D’altronde, in quegli anni l’artista sul suo corpo apparecchiava un «teatro della crudeltà» difficile da sostenere: si è fatto crocifiggere (con chiodi veri) su un maggiolino della Volkswagen, si è rotolato sui vetri ferendosi, si è sdraiato per ventidue giorni in un angolo della galleria Ronald Feldman di New York, senza nutrirsi né muoversi da quella posizione solitaria, invisibile ai più e indifferente alla vita. Ha anche provato a bruciare vivo. E ha creato atmosfere thriller facendosi ammanettare con anelli in ottone al pavimento, con accanto due secchi d’acqua e fili elettrici. Il pubblico avrebbe potuto rovesciare i secchi inavvertitamente, fulminandolo. Ma Burden affermò di «essere fiducioso, non sono mica un suicida!».

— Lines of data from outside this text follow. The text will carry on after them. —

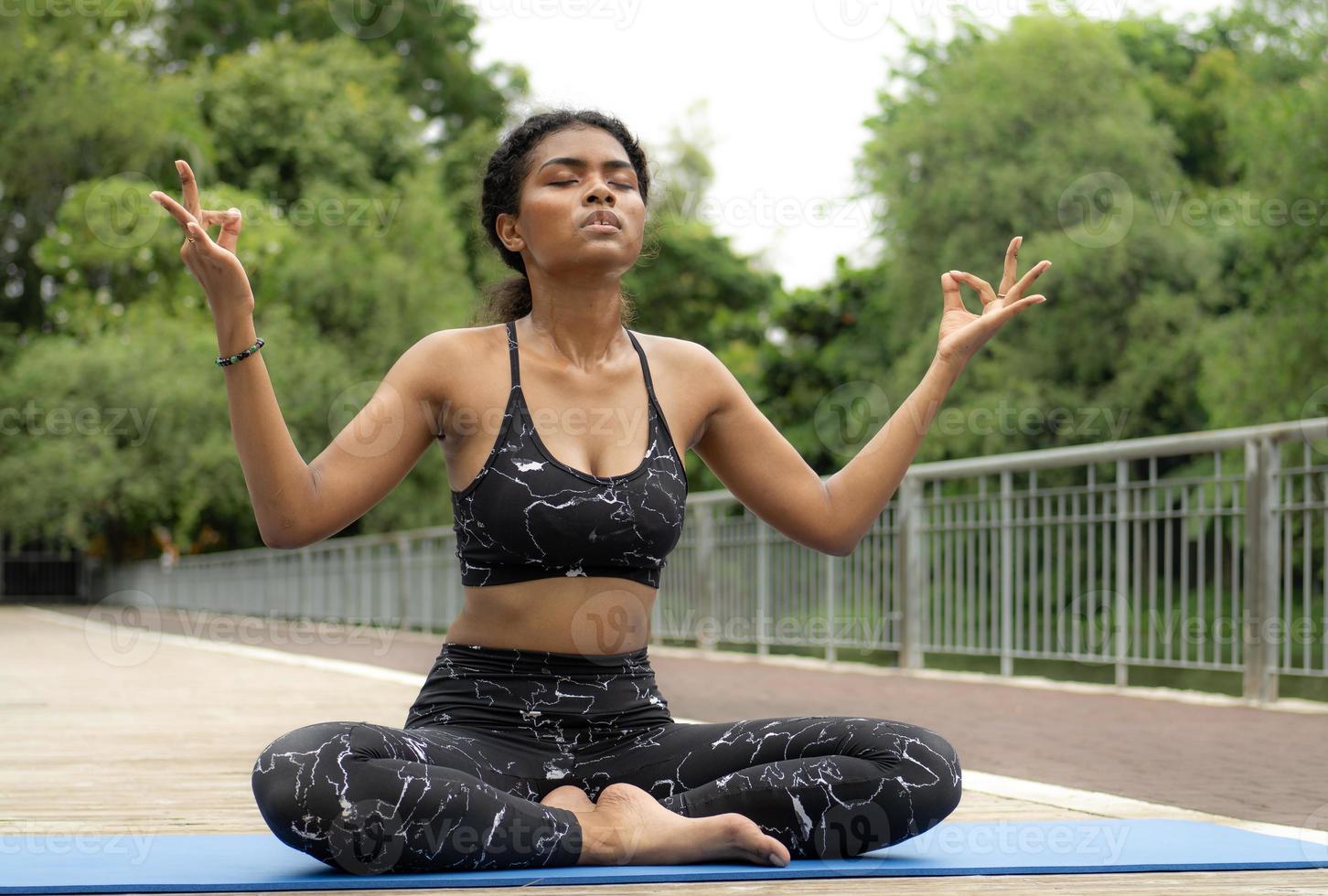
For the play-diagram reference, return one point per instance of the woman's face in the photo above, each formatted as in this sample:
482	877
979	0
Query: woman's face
573	174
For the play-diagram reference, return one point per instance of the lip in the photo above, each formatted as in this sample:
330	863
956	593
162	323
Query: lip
602	219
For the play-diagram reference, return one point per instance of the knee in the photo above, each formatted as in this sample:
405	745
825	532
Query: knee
940	769
290	778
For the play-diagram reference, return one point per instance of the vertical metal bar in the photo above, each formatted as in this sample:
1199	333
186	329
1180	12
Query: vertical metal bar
705	563
1007	576
1122	570
1260	570
910	572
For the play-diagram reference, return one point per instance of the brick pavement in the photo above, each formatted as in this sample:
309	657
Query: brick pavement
1245	763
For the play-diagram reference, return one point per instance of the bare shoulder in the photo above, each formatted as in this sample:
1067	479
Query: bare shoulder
691	379
455	367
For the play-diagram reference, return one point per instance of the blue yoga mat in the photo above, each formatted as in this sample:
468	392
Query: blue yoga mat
177	863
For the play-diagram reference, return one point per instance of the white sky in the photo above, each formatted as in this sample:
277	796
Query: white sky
787	85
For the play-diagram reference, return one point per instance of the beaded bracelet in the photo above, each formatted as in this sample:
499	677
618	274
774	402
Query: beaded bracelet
223	361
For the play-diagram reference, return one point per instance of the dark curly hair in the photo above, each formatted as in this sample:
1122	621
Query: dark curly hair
508	169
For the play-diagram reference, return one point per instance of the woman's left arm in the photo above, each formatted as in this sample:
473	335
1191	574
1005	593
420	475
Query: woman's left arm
862	487
763	469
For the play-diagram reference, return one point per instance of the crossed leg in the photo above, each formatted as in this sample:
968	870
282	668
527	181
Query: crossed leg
370	798
825	786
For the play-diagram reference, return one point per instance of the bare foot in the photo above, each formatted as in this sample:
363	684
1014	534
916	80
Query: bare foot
569	796
628	826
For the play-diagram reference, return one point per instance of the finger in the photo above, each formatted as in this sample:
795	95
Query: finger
202	243
1027	302
984	290
1027	281
949	293
1011	271
190	187
177	211
231	223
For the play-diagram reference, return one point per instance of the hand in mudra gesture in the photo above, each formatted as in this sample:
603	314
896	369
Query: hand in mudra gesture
211	263
963	332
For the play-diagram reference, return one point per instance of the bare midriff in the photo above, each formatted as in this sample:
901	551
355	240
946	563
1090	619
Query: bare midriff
562	614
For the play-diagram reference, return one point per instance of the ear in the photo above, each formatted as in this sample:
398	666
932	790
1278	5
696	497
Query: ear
506	229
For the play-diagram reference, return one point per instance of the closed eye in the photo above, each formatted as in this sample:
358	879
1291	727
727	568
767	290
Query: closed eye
558	184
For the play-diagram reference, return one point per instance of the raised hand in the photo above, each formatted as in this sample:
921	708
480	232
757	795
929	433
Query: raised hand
213	263
961	332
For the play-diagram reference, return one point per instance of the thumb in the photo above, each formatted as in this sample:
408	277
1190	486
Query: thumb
231	223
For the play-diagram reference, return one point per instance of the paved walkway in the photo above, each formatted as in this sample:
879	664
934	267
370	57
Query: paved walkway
1243	763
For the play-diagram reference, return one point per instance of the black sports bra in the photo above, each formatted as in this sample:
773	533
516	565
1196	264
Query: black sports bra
528	516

Negli anni, la sua carica esplosiva si è «addolcita», eppure Chris Burden non ha mai abbandonato quella originaria attitudine per le pratiche comportamentali: ha continuato a lavorare sull’idea di spiazzamento dello spettatore, soprattutto con la nuova dimensione architettonica dei suoi progetti e le sculture disseminate nella gallerie. Al posto del corpo, al centro della sua arte ha iniziato a esserci lo spazio antropico, la relazione tra relitto/oggetto e individuo.

In questo senso, l’ultima sua monografica tenutasi al New Museum di New York è stata emblematica, fin dal titolo: Extreme Measures, estremi rimedi. L’esagerazione stavolta è nelle forme, nella monumentalità dei suoi giocattoloni a metà ironici, poetici e brutali: il ponte di cemento bianco dal peso di due tonnellate, le repliche di cannoni, il bunker tutto d’oro, la polizia immortalata nei suoi atti più ruvidi. C’è la guerra ancora nelle sue installazioni, ma anche l’omaggio alla tradizione nomade, come quella tenda piena di tappeti, luogo di sosta presentato alla Biennale di Istanbul nel 2001. A New York, invece, la dedica era al viaggio onirico: già sulla facciata del museo, si veniva accolti da una barca galleggiante a parete, un assoluto spaesamento visivo. Poi, dentro, l’equilibrio era bandito: un camion penzola dal braccio di una gru e una Porche gialla che se ne stava sospesa su una specie di bilancia. Il contrappeso era rappresentato da una meteorite: gravità terrestre e «frammenti» celesti, due «poli» di magiche energie.